Chris Borland, a star rookie linebacker for the 49ers, announced in March of 2015 that he would retire early from football. He had 2 concussions and walked away from a multimillion-dollar contract and possible superstardom. He said, “I don’t think it’s worth the risk.” The NFL estimates that 30% of former players will develop dementia.

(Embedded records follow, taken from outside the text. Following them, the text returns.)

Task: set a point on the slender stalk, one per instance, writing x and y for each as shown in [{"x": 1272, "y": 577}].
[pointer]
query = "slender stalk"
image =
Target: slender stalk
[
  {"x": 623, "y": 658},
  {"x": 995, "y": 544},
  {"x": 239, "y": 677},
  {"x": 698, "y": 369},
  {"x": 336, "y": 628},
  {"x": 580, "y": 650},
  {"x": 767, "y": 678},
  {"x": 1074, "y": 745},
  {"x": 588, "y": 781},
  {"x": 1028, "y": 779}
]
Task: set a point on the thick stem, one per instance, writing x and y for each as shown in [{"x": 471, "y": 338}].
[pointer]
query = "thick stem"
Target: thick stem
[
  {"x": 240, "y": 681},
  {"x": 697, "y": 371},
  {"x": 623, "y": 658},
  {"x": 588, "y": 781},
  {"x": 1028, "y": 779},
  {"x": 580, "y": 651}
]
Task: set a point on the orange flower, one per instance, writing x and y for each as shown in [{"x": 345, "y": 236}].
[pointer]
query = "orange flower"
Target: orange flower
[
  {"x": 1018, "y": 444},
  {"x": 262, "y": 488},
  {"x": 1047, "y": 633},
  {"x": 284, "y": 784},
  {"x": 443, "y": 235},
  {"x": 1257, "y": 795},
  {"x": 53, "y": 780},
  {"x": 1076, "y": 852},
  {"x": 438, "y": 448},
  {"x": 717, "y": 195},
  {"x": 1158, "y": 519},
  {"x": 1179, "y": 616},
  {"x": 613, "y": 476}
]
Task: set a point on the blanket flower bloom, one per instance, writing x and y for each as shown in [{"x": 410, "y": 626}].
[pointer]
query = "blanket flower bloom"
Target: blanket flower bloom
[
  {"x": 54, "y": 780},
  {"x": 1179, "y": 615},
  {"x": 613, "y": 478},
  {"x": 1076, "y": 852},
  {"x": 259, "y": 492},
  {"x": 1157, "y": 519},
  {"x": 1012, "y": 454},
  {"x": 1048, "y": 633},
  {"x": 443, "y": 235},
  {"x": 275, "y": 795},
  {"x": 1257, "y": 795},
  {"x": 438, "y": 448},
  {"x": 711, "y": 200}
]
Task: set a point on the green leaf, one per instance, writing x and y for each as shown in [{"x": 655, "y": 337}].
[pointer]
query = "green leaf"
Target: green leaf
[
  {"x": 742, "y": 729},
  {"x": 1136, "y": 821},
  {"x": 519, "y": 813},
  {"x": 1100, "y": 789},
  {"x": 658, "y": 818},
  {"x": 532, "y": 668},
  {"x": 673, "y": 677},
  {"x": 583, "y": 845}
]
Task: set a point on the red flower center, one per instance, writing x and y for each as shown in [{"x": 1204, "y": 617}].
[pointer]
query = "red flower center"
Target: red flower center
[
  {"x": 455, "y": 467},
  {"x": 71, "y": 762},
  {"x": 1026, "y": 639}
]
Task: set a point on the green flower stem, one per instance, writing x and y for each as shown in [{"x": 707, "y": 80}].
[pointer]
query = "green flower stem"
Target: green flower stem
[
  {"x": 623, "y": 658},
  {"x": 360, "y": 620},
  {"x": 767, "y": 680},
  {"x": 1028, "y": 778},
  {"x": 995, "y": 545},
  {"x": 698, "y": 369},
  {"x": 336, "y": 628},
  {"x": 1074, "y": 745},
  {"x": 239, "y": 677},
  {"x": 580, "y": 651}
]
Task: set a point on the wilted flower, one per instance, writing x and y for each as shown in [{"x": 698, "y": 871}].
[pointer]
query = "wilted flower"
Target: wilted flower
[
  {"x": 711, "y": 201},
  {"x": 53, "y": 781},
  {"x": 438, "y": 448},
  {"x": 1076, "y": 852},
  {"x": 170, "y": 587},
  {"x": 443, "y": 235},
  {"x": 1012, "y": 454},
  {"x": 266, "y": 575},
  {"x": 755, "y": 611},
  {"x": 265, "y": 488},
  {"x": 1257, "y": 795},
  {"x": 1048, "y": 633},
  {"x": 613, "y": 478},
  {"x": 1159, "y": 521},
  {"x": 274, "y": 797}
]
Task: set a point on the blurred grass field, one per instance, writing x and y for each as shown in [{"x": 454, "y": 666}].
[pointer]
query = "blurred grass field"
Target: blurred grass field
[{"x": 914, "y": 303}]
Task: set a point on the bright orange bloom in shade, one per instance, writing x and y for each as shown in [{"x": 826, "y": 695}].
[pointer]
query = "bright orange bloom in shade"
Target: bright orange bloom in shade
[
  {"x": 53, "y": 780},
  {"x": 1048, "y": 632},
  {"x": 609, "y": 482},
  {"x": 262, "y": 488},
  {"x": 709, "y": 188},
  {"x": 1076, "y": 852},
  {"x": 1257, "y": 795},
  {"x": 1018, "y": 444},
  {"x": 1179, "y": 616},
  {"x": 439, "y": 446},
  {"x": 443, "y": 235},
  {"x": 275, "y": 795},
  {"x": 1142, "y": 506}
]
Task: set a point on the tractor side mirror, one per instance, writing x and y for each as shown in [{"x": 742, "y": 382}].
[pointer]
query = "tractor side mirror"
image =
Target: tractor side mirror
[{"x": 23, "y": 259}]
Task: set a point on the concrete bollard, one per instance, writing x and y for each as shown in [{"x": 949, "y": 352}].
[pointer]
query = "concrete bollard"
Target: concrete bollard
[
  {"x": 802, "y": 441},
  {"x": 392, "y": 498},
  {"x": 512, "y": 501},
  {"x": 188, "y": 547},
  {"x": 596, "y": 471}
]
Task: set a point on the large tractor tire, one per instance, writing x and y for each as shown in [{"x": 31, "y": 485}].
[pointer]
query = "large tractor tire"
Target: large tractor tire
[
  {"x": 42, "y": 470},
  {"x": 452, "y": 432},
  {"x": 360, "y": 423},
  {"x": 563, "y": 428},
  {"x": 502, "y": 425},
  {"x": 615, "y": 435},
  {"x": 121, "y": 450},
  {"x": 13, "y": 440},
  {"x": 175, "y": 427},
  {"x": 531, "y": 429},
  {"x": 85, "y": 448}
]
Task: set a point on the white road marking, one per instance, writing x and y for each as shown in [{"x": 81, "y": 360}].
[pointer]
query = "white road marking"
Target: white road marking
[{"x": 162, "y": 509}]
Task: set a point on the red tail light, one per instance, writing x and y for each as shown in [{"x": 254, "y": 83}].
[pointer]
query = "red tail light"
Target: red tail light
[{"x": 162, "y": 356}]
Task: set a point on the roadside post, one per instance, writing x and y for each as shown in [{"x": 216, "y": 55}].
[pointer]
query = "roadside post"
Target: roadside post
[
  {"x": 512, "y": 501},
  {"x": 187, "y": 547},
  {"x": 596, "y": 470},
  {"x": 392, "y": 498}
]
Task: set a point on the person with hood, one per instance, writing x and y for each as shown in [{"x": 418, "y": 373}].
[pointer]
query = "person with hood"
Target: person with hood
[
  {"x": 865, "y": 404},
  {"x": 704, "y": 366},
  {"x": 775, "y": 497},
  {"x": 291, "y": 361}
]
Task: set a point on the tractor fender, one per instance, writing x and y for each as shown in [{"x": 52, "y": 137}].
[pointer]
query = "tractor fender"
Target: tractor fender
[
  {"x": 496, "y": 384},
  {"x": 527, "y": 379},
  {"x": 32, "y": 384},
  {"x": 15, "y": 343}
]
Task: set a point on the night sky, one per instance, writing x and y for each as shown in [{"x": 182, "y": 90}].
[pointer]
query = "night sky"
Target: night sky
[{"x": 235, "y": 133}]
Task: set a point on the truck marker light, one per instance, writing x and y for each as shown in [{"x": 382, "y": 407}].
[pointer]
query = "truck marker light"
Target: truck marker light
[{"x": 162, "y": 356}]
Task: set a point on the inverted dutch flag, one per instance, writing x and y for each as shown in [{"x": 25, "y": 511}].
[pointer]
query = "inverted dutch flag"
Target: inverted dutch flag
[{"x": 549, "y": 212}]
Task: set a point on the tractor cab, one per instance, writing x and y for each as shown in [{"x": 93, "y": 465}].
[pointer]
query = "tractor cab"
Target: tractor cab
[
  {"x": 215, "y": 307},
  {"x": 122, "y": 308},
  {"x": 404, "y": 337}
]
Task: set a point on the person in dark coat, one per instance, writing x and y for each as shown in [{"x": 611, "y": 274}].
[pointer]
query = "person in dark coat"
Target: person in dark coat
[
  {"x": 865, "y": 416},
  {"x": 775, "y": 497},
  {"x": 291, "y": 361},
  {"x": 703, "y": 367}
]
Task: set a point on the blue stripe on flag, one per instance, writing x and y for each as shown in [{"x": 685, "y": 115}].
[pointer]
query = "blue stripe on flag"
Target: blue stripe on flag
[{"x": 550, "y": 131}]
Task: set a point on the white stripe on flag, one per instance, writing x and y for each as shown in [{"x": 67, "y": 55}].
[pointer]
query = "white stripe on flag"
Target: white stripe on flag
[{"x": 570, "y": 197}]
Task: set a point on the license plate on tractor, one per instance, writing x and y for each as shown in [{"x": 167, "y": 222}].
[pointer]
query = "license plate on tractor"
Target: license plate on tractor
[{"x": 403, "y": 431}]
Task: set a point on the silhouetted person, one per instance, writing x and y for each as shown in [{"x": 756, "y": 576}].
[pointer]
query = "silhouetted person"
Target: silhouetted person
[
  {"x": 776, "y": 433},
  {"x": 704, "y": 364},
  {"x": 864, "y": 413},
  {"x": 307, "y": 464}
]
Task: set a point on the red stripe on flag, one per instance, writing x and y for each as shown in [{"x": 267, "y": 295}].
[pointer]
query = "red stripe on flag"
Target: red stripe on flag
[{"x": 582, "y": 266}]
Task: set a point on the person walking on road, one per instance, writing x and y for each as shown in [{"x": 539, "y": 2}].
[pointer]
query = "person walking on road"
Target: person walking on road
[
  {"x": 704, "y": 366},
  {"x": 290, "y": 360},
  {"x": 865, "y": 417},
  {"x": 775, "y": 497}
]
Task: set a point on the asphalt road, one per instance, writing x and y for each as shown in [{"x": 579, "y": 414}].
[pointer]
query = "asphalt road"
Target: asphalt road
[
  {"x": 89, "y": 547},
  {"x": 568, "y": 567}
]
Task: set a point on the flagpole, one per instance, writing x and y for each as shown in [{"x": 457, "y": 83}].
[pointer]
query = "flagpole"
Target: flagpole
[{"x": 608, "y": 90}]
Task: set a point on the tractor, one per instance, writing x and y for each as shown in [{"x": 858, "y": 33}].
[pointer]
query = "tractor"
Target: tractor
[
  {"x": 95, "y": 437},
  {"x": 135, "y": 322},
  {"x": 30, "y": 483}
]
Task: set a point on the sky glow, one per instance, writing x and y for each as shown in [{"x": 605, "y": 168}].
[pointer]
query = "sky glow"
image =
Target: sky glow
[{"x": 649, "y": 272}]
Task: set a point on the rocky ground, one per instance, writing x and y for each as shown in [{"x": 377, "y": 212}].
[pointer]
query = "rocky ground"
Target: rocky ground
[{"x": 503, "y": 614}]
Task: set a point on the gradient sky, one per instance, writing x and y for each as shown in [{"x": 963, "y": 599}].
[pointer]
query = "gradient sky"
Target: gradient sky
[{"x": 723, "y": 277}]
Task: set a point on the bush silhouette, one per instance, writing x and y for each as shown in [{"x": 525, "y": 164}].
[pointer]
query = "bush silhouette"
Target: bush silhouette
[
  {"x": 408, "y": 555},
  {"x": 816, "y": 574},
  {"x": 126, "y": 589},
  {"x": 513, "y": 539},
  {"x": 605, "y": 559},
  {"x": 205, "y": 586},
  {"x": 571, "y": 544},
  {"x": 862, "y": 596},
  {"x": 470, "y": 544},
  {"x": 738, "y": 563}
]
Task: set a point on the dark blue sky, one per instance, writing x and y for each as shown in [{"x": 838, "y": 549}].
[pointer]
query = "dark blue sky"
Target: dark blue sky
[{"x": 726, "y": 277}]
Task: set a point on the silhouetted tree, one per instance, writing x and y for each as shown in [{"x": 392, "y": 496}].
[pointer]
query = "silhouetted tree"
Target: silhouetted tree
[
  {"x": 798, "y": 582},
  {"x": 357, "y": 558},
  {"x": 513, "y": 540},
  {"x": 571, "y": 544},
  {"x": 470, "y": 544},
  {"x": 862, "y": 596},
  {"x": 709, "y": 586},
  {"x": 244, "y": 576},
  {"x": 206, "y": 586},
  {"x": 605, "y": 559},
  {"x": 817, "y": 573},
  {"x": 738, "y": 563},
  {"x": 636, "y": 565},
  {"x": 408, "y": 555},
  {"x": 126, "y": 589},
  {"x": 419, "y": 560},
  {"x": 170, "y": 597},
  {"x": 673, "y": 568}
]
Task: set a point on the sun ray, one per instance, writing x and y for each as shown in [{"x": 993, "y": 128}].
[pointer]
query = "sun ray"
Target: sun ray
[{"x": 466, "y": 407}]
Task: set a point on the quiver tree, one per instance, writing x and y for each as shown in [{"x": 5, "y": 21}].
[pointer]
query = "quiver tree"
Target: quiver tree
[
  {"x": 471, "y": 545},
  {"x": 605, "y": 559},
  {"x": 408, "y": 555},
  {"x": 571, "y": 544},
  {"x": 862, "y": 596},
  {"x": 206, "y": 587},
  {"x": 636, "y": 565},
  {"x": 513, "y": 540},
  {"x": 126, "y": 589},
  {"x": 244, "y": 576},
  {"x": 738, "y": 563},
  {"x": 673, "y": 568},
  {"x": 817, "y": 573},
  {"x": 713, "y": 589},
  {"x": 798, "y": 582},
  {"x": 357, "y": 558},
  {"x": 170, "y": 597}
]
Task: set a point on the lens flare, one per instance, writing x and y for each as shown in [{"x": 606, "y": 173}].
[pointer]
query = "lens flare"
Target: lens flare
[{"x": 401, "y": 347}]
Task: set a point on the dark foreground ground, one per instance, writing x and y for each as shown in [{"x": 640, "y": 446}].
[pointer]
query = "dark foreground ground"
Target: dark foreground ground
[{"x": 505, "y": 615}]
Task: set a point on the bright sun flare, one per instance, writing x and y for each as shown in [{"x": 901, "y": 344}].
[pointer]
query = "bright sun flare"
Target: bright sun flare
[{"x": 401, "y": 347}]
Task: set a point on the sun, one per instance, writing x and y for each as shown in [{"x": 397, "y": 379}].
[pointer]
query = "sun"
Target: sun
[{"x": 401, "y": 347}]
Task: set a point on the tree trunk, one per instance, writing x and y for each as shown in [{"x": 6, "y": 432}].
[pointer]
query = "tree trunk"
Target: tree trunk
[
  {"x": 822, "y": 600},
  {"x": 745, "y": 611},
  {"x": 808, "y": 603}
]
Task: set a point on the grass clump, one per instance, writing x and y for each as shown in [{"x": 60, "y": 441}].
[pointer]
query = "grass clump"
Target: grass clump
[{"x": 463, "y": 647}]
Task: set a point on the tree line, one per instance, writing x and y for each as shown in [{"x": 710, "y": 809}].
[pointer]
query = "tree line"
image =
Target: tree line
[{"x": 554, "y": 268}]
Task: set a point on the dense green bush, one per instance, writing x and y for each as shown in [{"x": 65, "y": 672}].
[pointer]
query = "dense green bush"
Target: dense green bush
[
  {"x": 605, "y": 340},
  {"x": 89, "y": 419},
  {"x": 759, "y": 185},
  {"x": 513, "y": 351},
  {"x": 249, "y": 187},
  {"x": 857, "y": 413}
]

The term chronic traumatic encephalopathy is new, but the disorder was recognized as far back as 1928 when a Dr Harrison Martland described a condition in boxers who were recognized to be “punch-drunk” that was similar to Parkinson’s. The condition seemed irreversible and worsened steadily, even after retirement from boxing. Severity correlated with the number of professional bouts. Muhammad Ali was the poster child. A similar syndrome has been reported in non-athletes who had repetitive brain injuries, such as abuse victims, veterans, autistic patients with head-banging behavior, and in fact a circus clown. The sports most likely to cause chronic traumatic encephalopathy (CTE) are professional football, hockey, rugby, professional wrestling, and soccer. There is evidence that repetitive “subconcussive” head trauma, meaning that the trauma affects the brain but does not cause symptoms, may contribute to CTE. Thus, athletes who were never recognized to have a concussion may still be at increased risk.

There are many unanswered questions. Is there a threshold number of concussive or subconcussive injuries that will increase risk? The National Institutes of Health recently funded 2 large research projects, utilizing funds contributed by the NFL.

The symptoms of CTE are usually mood disorders, headaches, cognitive difficulties, suicidal ideation, difficulties with speech, and aggressive behavior. These athletes tend to have poor impulse control and are short-tempered.

Understanding why some athletes develop CTE and others do not is a major public health challenge.

See Neurology, October 27, 2015, page 1442 and 1504.